The world is also doomed by ridiculous amounts of greed, hypocrisy and suffering.
Here, the two interact in harmony.

Thursday, November 30, 2006

When a Product Becomes Irrelevant

Everyone has seen those commercials where a group of hipsters demonstrate how incredibly free, exuberant and insanely hip their lives are. They're either playing Frisbee golf while wearing trendy sweaters and scarves or riding ultra-cool scooters while racing through traffic-free downtown streets, also wearing trendy sweaters and scarves. At the end you discover that the commercial was for a product that never even appeared prominently in the ad. Something like underwear or cola or hair care products. You are left scratching your head saying, "What was THAT all about?"

Of course corporations no longer sell products. They sell images and lifestyles. They tell you virtually nothing about the product itself and more about the type of life you will have if you buy it. Many times they tell you as little about the product they are selling as possible.

Could this be because they have nothing else to offer? Like a guy who drives a Hummer, perhaps they are trying to compensate for what they don't have. After all, they are probably thinking, it's just shampoo. With hundreds of options on shampoo, or virtually every product, most producing fairly similar results, why would someone choose one over the other?

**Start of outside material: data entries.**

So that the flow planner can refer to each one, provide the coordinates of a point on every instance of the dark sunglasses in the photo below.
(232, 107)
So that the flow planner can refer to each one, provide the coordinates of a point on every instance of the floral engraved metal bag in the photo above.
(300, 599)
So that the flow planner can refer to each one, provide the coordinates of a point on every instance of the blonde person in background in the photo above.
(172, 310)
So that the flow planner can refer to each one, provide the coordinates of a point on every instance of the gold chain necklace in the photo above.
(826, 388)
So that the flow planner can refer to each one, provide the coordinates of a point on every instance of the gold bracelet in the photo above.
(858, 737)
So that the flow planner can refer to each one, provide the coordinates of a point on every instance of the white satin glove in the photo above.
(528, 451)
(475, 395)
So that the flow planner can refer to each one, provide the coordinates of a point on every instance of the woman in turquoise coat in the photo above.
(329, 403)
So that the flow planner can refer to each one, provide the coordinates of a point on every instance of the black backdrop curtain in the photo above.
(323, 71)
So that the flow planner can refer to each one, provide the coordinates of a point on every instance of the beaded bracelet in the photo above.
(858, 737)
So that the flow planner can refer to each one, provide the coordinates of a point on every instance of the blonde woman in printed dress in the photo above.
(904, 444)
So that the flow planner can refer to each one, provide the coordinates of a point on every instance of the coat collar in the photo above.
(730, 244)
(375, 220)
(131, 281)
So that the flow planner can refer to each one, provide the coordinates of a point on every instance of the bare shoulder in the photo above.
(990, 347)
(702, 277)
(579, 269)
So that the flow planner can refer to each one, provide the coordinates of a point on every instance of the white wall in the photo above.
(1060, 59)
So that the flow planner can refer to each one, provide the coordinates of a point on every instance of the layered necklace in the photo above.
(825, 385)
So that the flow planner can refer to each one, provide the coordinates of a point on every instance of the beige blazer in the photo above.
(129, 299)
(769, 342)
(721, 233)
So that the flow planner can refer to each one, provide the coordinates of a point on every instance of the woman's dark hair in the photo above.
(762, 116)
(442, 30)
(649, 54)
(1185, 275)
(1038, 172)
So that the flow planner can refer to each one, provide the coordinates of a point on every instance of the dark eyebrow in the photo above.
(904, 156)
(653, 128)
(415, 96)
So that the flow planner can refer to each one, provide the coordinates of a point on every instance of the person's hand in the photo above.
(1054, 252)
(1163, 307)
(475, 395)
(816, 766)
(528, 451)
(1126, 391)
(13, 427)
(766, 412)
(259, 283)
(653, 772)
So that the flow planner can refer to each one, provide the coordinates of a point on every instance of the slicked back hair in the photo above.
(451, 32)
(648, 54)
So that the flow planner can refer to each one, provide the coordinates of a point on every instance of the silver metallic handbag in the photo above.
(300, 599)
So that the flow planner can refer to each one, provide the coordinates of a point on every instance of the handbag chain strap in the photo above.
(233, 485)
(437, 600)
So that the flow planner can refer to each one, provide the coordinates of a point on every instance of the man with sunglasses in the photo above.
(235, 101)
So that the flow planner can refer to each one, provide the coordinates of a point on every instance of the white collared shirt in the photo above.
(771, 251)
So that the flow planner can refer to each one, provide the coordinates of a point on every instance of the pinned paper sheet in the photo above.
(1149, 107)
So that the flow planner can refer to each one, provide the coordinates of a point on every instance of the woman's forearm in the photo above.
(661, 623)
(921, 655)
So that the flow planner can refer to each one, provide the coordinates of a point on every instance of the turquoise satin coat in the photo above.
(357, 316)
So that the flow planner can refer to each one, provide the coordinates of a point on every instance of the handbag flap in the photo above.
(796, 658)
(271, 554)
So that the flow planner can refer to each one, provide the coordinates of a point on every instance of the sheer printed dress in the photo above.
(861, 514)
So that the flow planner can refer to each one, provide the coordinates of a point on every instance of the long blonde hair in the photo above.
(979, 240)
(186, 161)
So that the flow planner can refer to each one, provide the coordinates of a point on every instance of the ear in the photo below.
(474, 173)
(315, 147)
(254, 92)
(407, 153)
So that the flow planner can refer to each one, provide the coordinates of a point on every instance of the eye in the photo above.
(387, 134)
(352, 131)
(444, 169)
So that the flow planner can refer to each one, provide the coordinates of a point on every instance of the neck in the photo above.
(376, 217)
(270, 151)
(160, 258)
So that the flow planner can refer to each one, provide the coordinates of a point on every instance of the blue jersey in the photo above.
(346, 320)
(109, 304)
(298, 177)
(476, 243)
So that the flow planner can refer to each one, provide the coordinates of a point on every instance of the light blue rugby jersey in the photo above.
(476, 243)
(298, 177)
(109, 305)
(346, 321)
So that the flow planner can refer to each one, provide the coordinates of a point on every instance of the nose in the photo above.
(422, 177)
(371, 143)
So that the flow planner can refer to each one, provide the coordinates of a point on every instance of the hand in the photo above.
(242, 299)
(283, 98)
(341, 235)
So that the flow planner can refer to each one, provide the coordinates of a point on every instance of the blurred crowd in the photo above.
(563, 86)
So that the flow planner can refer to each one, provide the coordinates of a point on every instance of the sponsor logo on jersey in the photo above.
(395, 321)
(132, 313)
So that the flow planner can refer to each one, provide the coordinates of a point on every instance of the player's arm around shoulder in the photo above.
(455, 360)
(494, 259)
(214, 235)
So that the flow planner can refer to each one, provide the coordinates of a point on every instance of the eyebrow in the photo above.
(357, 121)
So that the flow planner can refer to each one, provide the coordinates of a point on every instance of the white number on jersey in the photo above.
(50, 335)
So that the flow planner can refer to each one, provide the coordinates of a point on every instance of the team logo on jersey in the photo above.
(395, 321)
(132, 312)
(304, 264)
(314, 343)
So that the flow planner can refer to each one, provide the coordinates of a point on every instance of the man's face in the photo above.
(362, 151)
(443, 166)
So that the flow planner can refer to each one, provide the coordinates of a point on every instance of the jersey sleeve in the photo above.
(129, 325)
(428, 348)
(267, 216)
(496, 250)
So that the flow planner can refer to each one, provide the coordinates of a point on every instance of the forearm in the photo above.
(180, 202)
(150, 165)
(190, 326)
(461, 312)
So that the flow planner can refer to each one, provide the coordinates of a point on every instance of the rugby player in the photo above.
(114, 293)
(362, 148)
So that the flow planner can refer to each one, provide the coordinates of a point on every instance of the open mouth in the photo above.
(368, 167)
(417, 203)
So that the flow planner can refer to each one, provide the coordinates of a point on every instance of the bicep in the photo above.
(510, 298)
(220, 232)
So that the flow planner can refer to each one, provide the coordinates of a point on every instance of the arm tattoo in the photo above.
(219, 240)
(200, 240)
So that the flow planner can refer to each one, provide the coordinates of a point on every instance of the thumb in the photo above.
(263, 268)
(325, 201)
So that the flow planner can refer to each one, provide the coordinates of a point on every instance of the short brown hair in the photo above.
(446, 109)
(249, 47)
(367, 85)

Take light beer. Anyone who tells you that they have a preference over Bud Light, Miller Lite or Coors Light is kidding themselves. They all taste remarkably similar. The only way to separate themselves is by advertising and brand loyalty/recognition.

Even when Coors says that its beer tastes better because it "brewed cold and shipped cold" it has everything to do with its Rocky Mountain refreshment image and nothing to do with actual taste.

Or say you set 10 pairs of jeans out in front of someone – all similar in price and quality. What could make someone choose one over the other? Perhaps the image and branding the corporation has spent so much on to create. Toss in some brand familiarity and perhaps some trendy swing dancers in a commercial and suddenly one pair of jeans seems more desirable than the next.

The same could be said for virtually every product. Take away the global onslaught of ads, the theme stores and the athlete endorsements (actually athletes don't really endorse products as much as they appear in non-speaking roles, usually sweating profusely, extremely hungry or running up the stairs of an empty stadium) and Nike becomes any old company selling overpriced shoes made in overseas sweatshops.

But a Swoosh magically increases the value of footwear by 200 percent. After all, the Nike Swoosh tells you everything about what kind of athlete you can be or what kind of active, bold and aggressive lifestyle you can achieve. But nothing about shoes.